DNA replication and inactivation patterns in structural abnormality of sex chromosomes. I.X-A translocations, rings, fragments, isochromosomes, and pseudo-isodicentrics.

M Camargo, J Cervenka.   

Abstract

High resolution chromosome analysis and bromodeoxyuridine (BrdUrd) incorporation have been applied to study patterns of chromosomal replication (inactivation) in two cases of unbalanced X-autosome translocations, seven cases of X and Y chromosome rings or fragments, and five cases of dicentric isochromosomes (Xq). Our results indicate the following: (1) In (X-A) translocations, detailed replicational analysis of the translocated autosomal segment is informative. Absence of "spreading effect" and partial-incomplete spreading effect are the most common observations. (2) Sex chromosome derived fragments and rings can be differentiated based on their replicational features. (3) Dicentric isochromosomes (Xq) can be classified based on intercentromeric distances, replicational asynchrony, and centromere inactivation. (4) A correlation between intercentromeric distance and degree of 45,X mosaicism was observed in dicentric "i(Xq)" chromosomes.
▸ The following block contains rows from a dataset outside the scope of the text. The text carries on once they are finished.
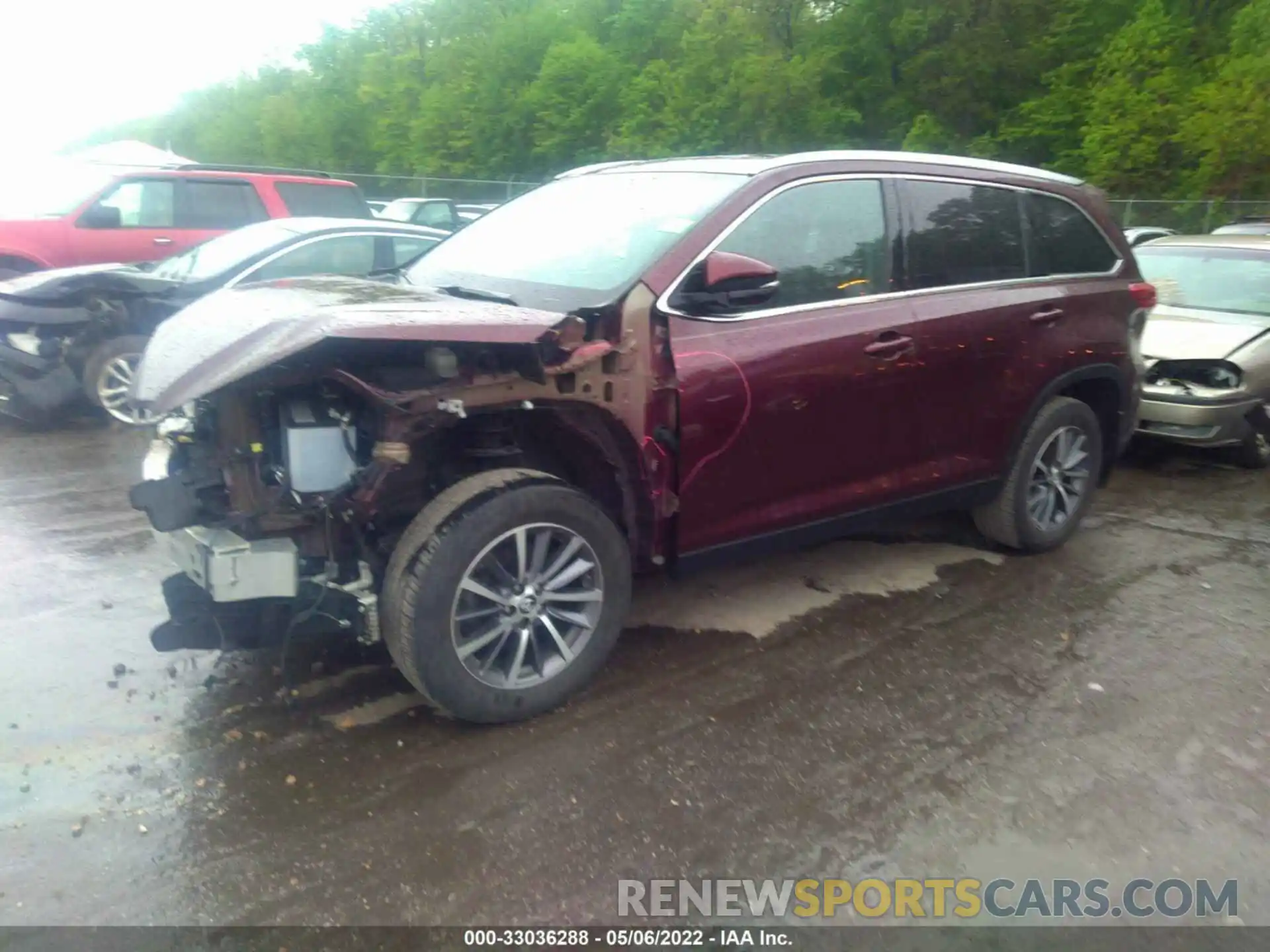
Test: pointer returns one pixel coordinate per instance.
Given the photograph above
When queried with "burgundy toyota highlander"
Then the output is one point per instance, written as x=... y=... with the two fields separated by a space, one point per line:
x=636 y=366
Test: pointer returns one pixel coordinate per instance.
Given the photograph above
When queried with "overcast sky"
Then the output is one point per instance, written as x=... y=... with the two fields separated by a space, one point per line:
x=73 y=66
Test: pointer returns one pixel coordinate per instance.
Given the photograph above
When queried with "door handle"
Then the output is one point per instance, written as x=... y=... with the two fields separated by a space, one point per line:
x=1048 y=317
x=889 y=347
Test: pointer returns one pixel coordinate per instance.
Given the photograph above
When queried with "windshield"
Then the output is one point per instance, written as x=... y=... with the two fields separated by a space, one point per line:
x=591 y=234
x=399 y=210
x=1231 y=280
x=224 y=252
x=51 y=190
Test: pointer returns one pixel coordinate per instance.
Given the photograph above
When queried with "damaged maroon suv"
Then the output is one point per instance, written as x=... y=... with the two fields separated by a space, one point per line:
x=636 y=366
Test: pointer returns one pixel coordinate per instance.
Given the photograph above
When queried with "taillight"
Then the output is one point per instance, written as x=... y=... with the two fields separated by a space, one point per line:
x=1143 y=294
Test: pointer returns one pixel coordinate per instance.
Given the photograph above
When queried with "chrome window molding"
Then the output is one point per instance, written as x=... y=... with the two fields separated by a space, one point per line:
x=663 y=302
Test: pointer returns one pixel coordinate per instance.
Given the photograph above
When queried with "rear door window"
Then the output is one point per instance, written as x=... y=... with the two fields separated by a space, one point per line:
x=826 y=239
x=1062 y=240
x=405 y=249
x=341 y=254
x=962 y=234
x=205 y=204
x=309 y=198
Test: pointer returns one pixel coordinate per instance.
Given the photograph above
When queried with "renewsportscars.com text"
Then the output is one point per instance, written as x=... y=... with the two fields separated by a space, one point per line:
x=934 y=898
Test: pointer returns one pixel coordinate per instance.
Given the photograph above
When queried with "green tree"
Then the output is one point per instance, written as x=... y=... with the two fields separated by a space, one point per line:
x=1228 y=126
x=1137 y=104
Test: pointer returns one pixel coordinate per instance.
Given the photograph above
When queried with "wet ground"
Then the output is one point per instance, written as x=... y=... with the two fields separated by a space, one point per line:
x=907 y=706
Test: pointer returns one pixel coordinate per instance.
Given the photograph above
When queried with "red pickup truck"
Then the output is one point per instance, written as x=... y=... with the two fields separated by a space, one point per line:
x=84 y=214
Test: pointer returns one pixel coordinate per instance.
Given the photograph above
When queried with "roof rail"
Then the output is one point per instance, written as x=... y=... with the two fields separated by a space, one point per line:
x=261 y=169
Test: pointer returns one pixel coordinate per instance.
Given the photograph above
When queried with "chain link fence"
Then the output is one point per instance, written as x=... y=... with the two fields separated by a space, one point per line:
x=470 y=190
x=1193 y=218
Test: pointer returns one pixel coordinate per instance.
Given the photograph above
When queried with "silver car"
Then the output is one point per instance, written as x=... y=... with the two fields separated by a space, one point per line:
x=1206 y=344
Evidence for spreading effect based on our results and on the review of the literature has been critically analyzed and general rules in evaluating spreading effects (SE) proposed. The cytologic detection of active regions on the late replicating X chromosome and the inactivation capacity of the juxtacentromeric region of Xp is evaluated. It is proposed that centromere suppression and underreplication are related phenomena. Finally, the analysis of informative replicational stages is emphasized and the application of their analysis in basic and clinical cytogenetics demonstrated.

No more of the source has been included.